For Regular Clerkship Students
Readings for CL Psychiatry Course (Tues 9:00 AM -9:50 AM in Dr. Leigh's Office)
(The chapters
are from the 2nd Edition of Handbook of Consultation-Liaison Psychiatry
by Hoyle Leigh and Jon Streltzer, published by
Springer, 2015. The links below lead to the chapters.
The book is available in the CL Office as well as on-line here.)
Session 1.
Chapter 4. Common Reasons for Consultation and their Management
Chapter 14. Anxiety and Anxiety Disorders
Chapter 16. Trauma and Stressor-Related Disorders 1: Acute Stress Disorder, Posttraumatic Stress Disorder
Chapter 17. Adjustment Disorders
Food for Thought and Brainteaser Questions for this session:
Consultation Psychiatry
1. Develop an algorithm for dealing with a patient with agitation and visual hallucinations presenting to an Emergency Room.
2. Develop an algorithm for dealing with a patient who is referred to you for saying “I’d rather be dead”
Anxiety/Stress
1. Why is anxiety? Is it good or bad?
2. What is Klϋver-Bucy syndrome?
3. What is the usefulness of meditation, yoga, exercise, and dance in treating anxiety? Why?
4. Please develop a method of making one of your colleagues into a bibliophobe, and then cure him/her
5. Why is PTSD the "SLE" of Psychiatry?
Session 2.
Chapter 7. Basic Foundations of Diagnosis, Psychiatric Diagnosis, and Final Common Pathway Syndromes
Chapter 15. Affect, Mood, Emotions: Depressive Disorders and Bipolar and Related Disorders
Food for Thought and
Brainteaser Questions for this session:
Psychiatric Diagnoses, Final Common Pathway
1. Please discuss gene x meme x environment interaction and the biopsychosocial model.
2. What is a final common pathway syndrome?
3. What is the role of differential diagnosis in a final common pathway syndrome?
4. What are the similarities and differences between neuroleptic malignant syndrome (NMS) and serotonin syndrome?
Depression
1. Why is depression? Is there evolutionary reason for depression?
2. Suppose we eradicate sadness entirely. Consequences?
3. What are effective antidepressants? Why?
4. What do SSRI’s, antipsychotics, Lithium, and ECT have in common?
5. What is the role of placebo in treating depression? How effective is
placebo?
Pearls about Differential
Diagnosis
A. Secondary Contributing Factors
a.
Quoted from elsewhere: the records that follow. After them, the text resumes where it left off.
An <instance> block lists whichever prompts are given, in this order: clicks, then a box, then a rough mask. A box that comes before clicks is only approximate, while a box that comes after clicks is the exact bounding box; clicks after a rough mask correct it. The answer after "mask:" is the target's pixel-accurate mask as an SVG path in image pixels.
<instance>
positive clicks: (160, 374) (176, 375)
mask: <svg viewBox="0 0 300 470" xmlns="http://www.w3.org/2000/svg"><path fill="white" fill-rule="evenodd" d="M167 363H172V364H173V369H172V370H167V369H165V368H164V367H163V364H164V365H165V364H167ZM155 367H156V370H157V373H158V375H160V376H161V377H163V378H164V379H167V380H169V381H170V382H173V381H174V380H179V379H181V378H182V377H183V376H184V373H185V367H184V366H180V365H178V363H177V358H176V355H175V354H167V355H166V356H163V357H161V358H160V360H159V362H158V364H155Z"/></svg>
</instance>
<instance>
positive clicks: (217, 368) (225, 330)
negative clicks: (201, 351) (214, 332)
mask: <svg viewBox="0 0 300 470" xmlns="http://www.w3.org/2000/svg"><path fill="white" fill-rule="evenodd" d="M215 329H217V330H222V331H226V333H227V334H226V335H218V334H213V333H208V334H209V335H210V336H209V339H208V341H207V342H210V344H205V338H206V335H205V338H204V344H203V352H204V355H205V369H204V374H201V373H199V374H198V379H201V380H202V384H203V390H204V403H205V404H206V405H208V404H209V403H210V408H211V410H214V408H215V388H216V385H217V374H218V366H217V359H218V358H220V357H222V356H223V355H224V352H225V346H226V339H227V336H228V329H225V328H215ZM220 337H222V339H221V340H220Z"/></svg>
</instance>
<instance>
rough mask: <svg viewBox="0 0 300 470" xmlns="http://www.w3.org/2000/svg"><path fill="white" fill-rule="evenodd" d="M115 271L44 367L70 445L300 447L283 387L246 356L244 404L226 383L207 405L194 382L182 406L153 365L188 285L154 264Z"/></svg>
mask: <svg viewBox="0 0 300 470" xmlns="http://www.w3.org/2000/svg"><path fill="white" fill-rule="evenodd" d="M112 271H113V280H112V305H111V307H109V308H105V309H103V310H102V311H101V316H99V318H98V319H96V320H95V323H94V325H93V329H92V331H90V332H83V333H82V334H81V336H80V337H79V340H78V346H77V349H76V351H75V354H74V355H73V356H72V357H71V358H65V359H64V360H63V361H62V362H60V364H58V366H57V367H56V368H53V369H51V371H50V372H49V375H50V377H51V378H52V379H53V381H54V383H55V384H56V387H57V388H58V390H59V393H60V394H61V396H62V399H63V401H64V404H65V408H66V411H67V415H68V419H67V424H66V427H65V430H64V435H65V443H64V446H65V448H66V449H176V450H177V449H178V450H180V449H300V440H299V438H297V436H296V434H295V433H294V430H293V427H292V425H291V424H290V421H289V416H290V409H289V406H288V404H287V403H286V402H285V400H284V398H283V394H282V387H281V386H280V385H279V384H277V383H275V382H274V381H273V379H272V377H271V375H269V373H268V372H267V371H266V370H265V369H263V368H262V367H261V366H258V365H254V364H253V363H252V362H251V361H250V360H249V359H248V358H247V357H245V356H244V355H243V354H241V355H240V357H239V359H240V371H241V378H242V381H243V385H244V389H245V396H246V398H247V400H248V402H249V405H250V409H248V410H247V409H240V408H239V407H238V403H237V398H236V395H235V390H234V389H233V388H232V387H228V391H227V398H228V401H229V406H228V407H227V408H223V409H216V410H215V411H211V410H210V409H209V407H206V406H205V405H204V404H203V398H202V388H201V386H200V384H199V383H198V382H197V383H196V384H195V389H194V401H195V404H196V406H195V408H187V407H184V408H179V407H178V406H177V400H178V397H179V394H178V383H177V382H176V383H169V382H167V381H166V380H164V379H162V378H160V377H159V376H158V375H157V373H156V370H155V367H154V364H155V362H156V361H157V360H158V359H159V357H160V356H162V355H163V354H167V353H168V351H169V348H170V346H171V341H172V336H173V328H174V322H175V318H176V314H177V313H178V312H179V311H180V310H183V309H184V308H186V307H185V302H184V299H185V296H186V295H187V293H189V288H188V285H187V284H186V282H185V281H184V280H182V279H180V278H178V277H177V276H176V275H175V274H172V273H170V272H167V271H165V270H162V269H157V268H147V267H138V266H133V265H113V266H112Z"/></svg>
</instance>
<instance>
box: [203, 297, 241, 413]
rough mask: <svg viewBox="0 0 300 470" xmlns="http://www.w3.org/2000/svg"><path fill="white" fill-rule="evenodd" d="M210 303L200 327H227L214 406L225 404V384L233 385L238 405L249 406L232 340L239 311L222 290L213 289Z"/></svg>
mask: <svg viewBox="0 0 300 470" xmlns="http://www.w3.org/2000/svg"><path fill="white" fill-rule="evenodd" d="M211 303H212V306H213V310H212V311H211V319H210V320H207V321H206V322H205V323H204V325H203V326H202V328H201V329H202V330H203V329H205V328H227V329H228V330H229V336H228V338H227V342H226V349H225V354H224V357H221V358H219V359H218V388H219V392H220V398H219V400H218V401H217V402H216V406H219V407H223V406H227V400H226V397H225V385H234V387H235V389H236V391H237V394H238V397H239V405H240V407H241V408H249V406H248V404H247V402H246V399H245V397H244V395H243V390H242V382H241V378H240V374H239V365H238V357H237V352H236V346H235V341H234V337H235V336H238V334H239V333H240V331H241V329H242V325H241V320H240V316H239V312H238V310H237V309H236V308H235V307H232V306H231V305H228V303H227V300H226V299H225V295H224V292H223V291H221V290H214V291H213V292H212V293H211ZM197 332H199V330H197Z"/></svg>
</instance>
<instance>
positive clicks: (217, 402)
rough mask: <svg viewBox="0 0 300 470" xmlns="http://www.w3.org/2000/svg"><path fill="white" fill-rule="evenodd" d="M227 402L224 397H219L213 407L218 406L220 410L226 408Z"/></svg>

Substances – good and bad
b. Medical Diseases
B. Primary
Psychiatric Syndromes
a. Mood Syndromes
b. Psychoses
c. PTSD (SLE of psychiatry)
If indicated:
d. Anxiety Syndromes (e.g. GAD, Panic, OCD)
e. Somatic Symptom Disorders
Session 3.
Chapter 19. Psychosis (Schizophrenia Spectrum and Other Psychotic Disorders)
Chapter 25. Patient’s Personality, Personality Types and Traits, and Disorders in the CL Setting
Food for Thought and Brainteaser Questions for this session:
Psychosis
1. Why is psychosis?
2. When is psychosis “normal”?
3. What is the difference between psychosis and schizophrenia?
4. Is schizophrenia genetic?
5. What are the challenges in using antipsychotic drugs?
6. A schizophrenic patient, who has been stable on olanzapine 20 mg per day for more than 5 years, wants to get off olanzapine because he heard that it causes diabetes.
His current weight is 8 lbs heavier than he was before starting olanzapine, and his fasting glucose level is 100-110 mg. As his psychiatrist, what would you do?
Personality
1. What is personality, and why is a patient’s personality relevant in medical practice?
2. What is the best way to deal with an orderly, exacting, obsessive-compulsive patient in an acute medical setting?
3. How could one deal with a long-suffering, whining patient who seems to get worse with every intervention?